Исповедь литературоведа. Как понимать книги от Достоевского до Кинга | страница 14
– Бабушка!
– Ставь, ставь! Не твои.
Я поставил два фридрихсдора. Шарик долго летал по колесу, наконец стал прыгать по зазубринам. Бабушка замерла и стиснула мою руку, и вдруг – хлоп!
– Zéro, – провозгласил крупер.
– Видишь, видишь! – быстро обернулась ко мне бабушка, вся сияющая и довольная. – Я ведь сказала, сказала тебе! И надоумил меня сам господь поставить два золотых. Ну, сколько же я теперь получу? Что ж не выдают? Потапыч, Марфа, где же они? Наши все куда же ушли? Потапыч, Потапыч!
– Бабушка, после, – шептал я, – Потапыч у дверей, его сюда не пустят. Смотрите, бабушка, вам деньги выдают, получайте! Бабушке выкинули запечатанный в синей бумажке тяжеловесный сверток с пятидесятью фридрихсдорами и отсчитали не запечатанных еще двадцать фридрихсдоров. Всё это я пригреб к бабушке лопаткой.
– Faites le jeu, messieurs! Faites le jeu, messieurs! Rien ne va plus? (Делайте вашу ставку, господа! Делайте вашу ставку! Больше никто не ставит?) – возглашал крупер, приглашая ставить и готовясь вертеть рулетку.
– Господи! опоздали! сейчас завертят! Ставь, ставь! – захлопотала бабушка, – да не мешкай, скорее, – выходила она из себя, толкая меня изо всех сил.
– Да куда ставить-то, бабушка?
– На zéro, на zéro! опять на zéro! Ставь как можно больше! Сколько у нас всего? Семьдесят фридрихсдоров? Нечего их жалеть, ставь по двадцати фридрихсдоров разом.
– Опомнитесь, бабушка! Он иногда по двести раз не выходит! Уверяю вас, вы весь капитал проставите.
– Ну, врешь, врешь! ставь! Вот язык-то звенит! Знаю, что делаю, – даже затряслась в исступлении бабушка.
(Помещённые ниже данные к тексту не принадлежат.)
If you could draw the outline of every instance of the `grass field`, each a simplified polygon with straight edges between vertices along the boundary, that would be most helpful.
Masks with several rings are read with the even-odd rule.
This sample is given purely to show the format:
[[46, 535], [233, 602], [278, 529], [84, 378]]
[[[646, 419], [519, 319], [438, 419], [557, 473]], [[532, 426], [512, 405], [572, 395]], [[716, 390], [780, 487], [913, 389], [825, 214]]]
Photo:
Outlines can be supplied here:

– По уставу разом более двенадцати фридрихсдоров на zéro ставить не позволено, бабушка, – ну вот я поставил.
– Как не позволено? Да ты не врешь ли! Мусье! мусье! – затолкала она крупера, сидевшего тут же подле нее слева и приготовившегося вертеть, – combien zéro? douze? douze? (сколько ноль? двенадцать? двенадцать?)
Я поскорее растолковал вопрос по-французски.
– Oui, madame, (Да, сударыня) – вежливо подтвердил крупер, – равно как всякая единичная ставка не должна превышать разом четырех тысяч флоринов, по уставу, – прибавил он в пояснение.
– Ну, нечего делать, ставь двенадцать.
– Le jeu est fait! (Игра сделана!) – крикнул крупер. Колесо завертелось, и вышло тринадцать. Проиграли!
– Еще! еще! еще! ставь еще! – кричала бабушка. Я уже не противоречил и, пожимая плечами, поставил еще двенадцать фридрихсдоров. Колесо вертелось долго. Бабушка просто дрожала, следя за колесом. «Да неужто она и в самом деле думает опять zéro выиграть?» – подумал я, смотря на нее с удивлением. Решительное убеждение в выигрыше сияло на лице ее, непременное ожидание, что вот-вот сейчас крикнут: zéro! Шарик вскочил в клетку.